2000-04-19 Thread Paul R Swank
At 12:55 PM 4/19/00 +1000, you wrote:
>Paul R Swank wrote:
>> 
>> High alpha can be obtained when not all items are highly intercorrelated
>> with all the other items but it requires having enough items. Lack of item
>> homogeneity will certainly be greater problem with short scales.  With
>> respect to the Spearman-Brown, I don't recommend it. I prefer the
>> Guttman-Flanagan split half which is just a special case of alpha for two
>> items.
>> 
>I would agree with everything you've said here, but I still would  press
>you to explain what, exactly, you mean, when you use the term
>"homogeneity".

Item homogeneity means essentially tau equivalent items. That is, each item has expected value of tau plus a constant. Thus, they are all measuring the same construct.

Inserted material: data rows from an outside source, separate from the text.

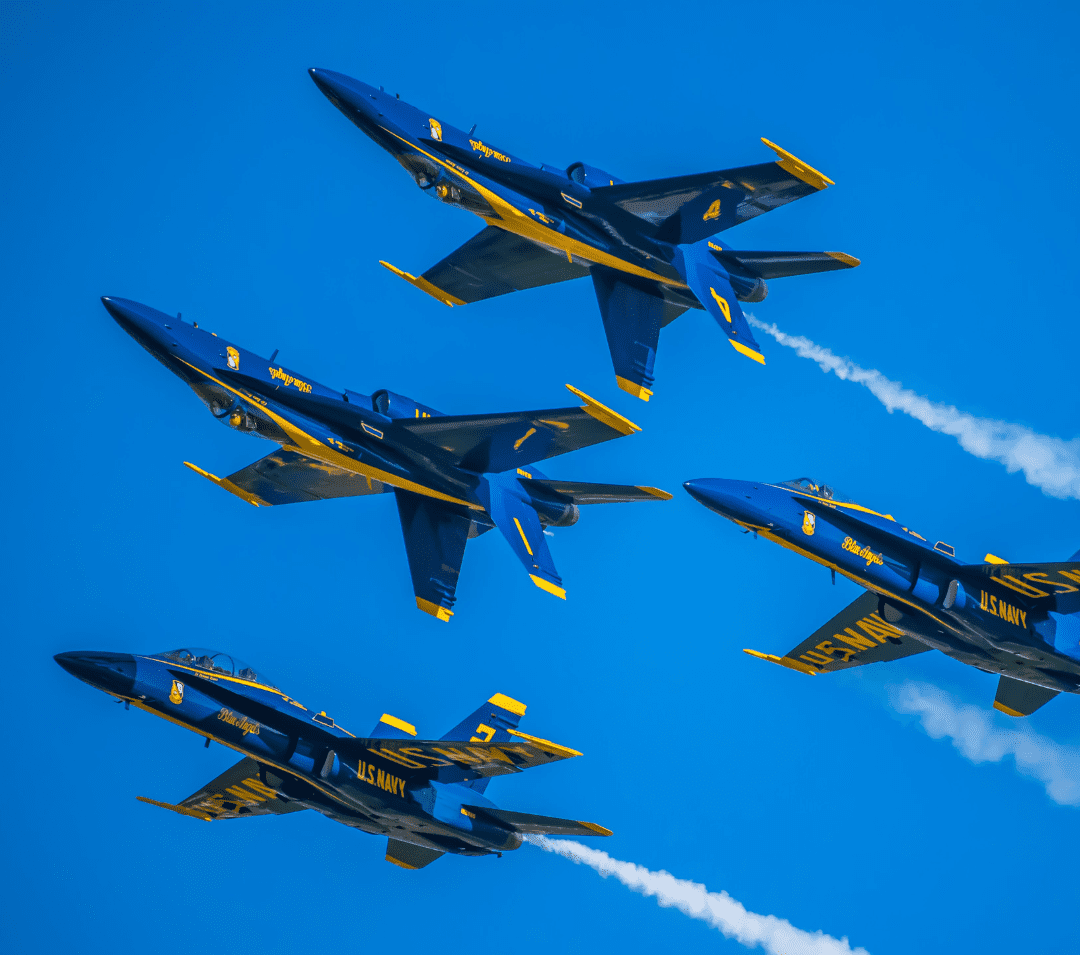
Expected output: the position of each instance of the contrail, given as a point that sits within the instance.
(972, 731)
(777, 936)
(1050, 463)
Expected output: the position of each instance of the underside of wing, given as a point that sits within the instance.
(780, 265)
(526, 823)
(688, 209)
(288, 478)
(855, 636)
(486, 443)
(493, 263)
(239, 792)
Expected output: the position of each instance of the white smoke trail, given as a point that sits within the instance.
(1050, 463)
(719, 910)
(972, 731)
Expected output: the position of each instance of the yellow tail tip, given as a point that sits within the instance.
(436, 610)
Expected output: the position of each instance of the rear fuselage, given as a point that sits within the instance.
(925, 591)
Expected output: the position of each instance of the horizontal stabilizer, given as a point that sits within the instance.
(1017, 698)
(583, 493)
(853, 637)
(493, 263)
(688, 209)
(526, 823)
(780, 265)
(408, 856)
(237, 793)
(454, 762)
(288, 478)
(490, 443)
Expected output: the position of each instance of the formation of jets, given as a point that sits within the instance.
(651, 252)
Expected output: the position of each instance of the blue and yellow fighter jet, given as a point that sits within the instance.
(1017, 620)
(426, 795)
(454, 476)
(648, 246)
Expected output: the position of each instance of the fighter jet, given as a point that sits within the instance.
(455, 476)
(426, 795)
(1021, 621)
(649, 246)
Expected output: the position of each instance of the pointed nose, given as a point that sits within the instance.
(732, 499)
(115, 673)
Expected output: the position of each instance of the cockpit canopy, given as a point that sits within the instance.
(812, 486)
(216, 661)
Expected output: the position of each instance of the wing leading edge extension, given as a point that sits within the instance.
(855, 636)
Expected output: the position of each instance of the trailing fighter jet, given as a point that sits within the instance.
(1017, 620)
(426, 795)
(648, 246)
(454, 476)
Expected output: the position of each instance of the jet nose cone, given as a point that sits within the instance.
(115, 673)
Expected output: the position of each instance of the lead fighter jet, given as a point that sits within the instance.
(455, 476)
(649, 246)
(426, 795)
(1021, 621)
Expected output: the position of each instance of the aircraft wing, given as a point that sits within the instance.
(288, 478)
(493, 263)
(445, 758)
(486, 443)
(688, 209)
(237, 793)
(855, 636)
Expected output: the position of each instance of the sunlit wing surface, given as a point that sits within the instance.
(855, 636)
(494, 263)
(237, 793)
(288, 476)
(517, 439)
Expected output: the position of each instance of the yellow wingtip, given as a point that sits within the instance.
(1007, 710)
(783, 661)
(226, 484)
(603, 413)
(181, 809)
(743, 349)
(656, 492)
(423, 285)
(399, 724)
(436, 610)
(798, 169)
(508, 703)
(548, 586)
(633, 388)
(849, 260)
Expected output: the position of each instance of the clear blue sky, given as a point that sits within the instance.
(180, 156)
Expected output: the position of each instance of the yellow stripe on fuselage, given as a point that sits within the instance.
(311, 446)
(512, 219)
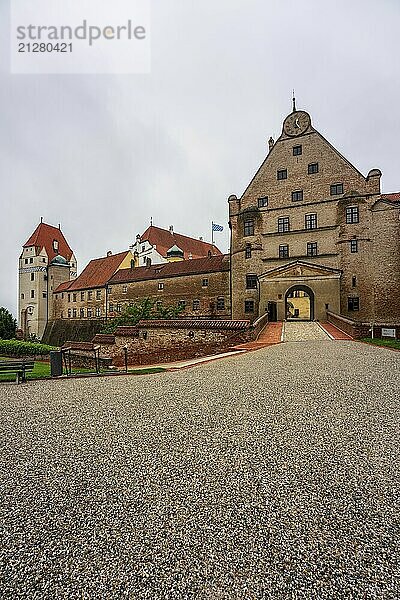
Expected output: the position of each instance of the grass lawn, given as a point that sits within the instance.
(379, 342)
(41, 370)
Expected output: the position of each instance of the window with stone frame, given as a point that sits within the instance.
(283, 224)
(248, 228)
(311, 221)
(221, 303)
(249, 306)
(313, 168)
(251, 281)
(353, 246)
(353, 303)
(352, 215)
(336, 189)
(283, 251)
(312, 248)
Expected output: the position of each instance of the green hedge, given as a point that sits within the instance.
(17, 348)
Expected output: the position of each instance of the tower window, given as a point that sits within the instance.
(311, 221)
(251, 282)
(336, 189)
(353, 303)
(249, 227)
(312, 249)
(352, 214)
(283, 251)
(297, 196)
(283, 224)
(263, 202)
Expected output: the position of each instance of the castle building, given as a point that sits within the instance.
(46, 261)
(311, 234)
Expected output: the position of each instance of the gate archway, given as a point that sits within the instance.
(299, 303)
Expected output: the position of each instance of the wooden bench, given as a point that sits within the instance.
(19, 367)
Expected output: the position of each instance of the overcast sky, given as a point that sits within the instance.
(103, 154)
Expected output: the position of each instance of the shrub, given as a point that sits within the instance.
(16, 348)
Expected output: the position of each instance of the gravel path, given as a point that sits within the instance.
(273, 474)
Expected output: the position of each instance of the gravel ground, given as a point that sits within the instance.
(273, 474)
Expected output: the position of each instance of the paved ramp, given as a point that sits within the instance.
(303, 331)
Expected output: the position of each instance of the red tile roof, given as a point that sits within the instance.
(163, 239)
(391, 197)
(43, 237)
(96, 274)
(197, 266)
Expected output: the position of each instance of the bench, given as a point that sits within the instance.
(19, 367)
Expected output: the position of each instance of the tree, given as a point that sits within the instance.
(142, 310)
(8, 324)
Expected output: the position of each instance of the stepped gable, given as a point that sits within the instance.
(213, 264)
(44, 237)
(163, 240)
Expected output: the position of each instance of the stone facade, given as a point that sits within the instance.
(308, 206)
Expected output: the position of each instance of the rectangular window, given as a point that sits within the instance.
(312, 249)
(283, 224)
(263, 202)
(249, 227)
(311, 221)
(221, 303)
(297, 196)
(336, 189)
(251, 282)
(284, 251)
(248, 306)
(352, 215)
(353, 303)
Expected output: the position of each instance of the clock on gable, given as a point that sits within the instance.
(296, 123)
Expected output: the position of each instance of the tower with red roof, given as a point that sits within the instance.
(46, 261)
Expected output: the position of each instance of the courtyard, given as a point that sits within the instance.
(272, 474)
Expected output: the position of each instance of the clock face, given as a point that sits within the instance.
(296, 123)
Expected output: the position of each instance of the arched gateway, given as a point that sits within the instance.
(299, 303)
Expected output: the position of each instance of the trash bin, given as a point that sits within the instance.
(56, 364)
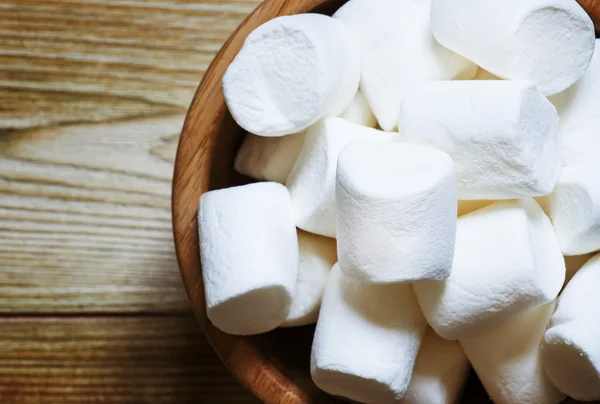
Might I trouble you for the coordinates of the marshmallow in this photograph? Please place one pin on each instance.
(440, 372)
(570, 351)
(396, 212)
(249, 252)
(312, 179)
(502, 135)
(578, 108)
(547, 42)
(367, 339)
(317, 256)
(397, 52)
(506, 260)
(508, 362)
(290, 72)
(268, 158)
(574, 208)
(359, 112)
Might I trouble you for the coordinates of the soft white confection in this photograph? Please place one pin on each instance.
(317, 255)
(502, 135)
(507, 259)
(574, 208)
(440, 372)
(312, 179)
(578, 108)
(249, 252)
(547, 42)
(508, 362)
(397, 51)
(571, 348)
(367, 339)
(290, 72)
(396, 212)
(268, 158)
(359, 112)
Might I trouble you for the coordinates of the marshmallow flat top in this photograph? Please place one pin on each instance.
(574, 208)
(507, 359)
(312, 179)
(502, 135)
(290, 72)
(547, 42)
(367, 339)
(507, 259)
(249, 251)
(396, 212)
(397, 52)
(570, 351)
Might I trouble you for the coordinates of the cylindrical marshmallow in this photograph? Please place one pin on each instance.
(249, 252)
(547, 42)
(502, 135)
(290, 72)
(440, 372)
(574, 208)
(312, 179)
(397, 52)
(268, 158)
(367, 339)
(317, 255)
(508, 362)
(506, 260)
(396, 212)
(571, 348)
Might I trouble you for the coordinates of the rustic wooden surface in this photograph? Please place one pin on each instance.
(92, 98)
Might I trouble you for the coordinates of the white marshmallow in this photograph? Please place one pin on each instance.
(367, 339)
(312, 179)
(574, 208)
(440, 372)
(397, 52)
(571, 349)
(249, 252)
(506, 260)
(396, 212)
(547, 42)
(502, 135)
(508, 362)
(578, 108)
(290, 72)
(359, 112)
(268, 158)
(317, 255)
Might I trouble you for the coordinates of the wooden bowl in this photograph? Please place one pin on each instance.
(273, 366)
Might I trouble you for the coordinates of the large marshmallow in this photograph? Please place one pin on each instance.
(317, 255)
(396, 212)
(290, 72)
(502, 135)
(359, 112)
(367, 339)
(574, 208)
(268, 158)
(397, 52)
(312, 179)
(440, 372)
(507, 259)
(508, 362)
(547, 42)
(571, 348)
(249, 252)
(578, 108)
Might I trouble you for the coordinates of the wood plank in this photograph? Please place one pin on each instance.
(111, 360)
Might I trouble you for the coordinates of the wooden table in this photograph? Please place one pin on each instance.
(92, 98)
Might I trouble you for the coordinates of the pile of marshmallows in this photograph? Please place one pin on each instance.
(523, 169)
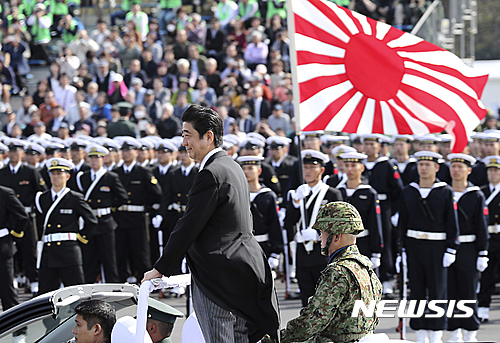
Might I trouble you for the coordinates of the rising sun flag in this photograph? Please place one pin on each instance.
(357, 75)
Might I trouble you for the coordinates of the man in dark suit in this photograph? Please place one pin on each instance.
(60, 209)
(216, 234)
(103, 191)
(25, 181)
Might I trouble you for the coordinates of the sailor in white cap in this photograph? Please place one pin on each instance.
(103, 190)
(60, 259)
(143, 190)
(463, 275)
(489, 276)
(339, 176)
(365, 199)
(427, 222)
(309, 197)
(401, 145)
(384, 177)
(267, 228)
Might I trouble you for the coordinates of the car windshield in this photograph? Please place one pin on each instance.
(59, 329)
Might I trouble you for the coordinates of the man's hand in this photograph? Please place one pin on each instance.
(152, 274)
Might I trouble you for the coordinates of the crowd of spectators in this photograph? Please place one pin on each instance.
(236, 60)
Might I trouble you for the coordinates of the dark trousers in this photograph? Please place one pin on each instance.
(26, 253)
(132, 245)
(8, 293)
(427, 278)
(100, 250)
(488, 277)
(462, 283)
(51, 278)
(307, 277)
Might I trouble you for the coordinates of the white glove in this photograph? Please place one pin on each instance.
(375, 260)
(157, 221)
(449, 257)
(301, 192)
(309, 234)
(273, 261)
(395, 219)
(401, 260)
(482, 263)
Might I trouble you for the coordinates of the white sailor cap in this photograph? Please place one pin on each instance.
(328, 139)
(252, 143)
(492, 161)
(402, 138)
(314, 157)
(425, 155)
(128, 143)
(96, 150)
(58, 163)
(232, 138)
(250, 160)
(341, 149)
(166, 145)
(464, 158)
(311, 134)
(353, 157)
(34, 148)
(276, 142)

>I'm not familiar with the Guttmann-Flanagan formula, and I'd be  pleased
>if you would describe it.  From your description, it sounds like the
>following:
>rel = 1 - H/T
>where H = sum of the variances of the two split half scores
>T = variance of total test scores.
>Is that correct?

Exactly. The Guttman-Flanagan split half requires the halves to be essentially tau equivalent rather than parallel as the Spearman-Brown correction requires. 
>
>The question I raised earlier about how one splits the scale into halves
>still remains.  And your response raises another question: why do you
>prefer G-F to Sp-Brown?  What is the criterion for "better" here?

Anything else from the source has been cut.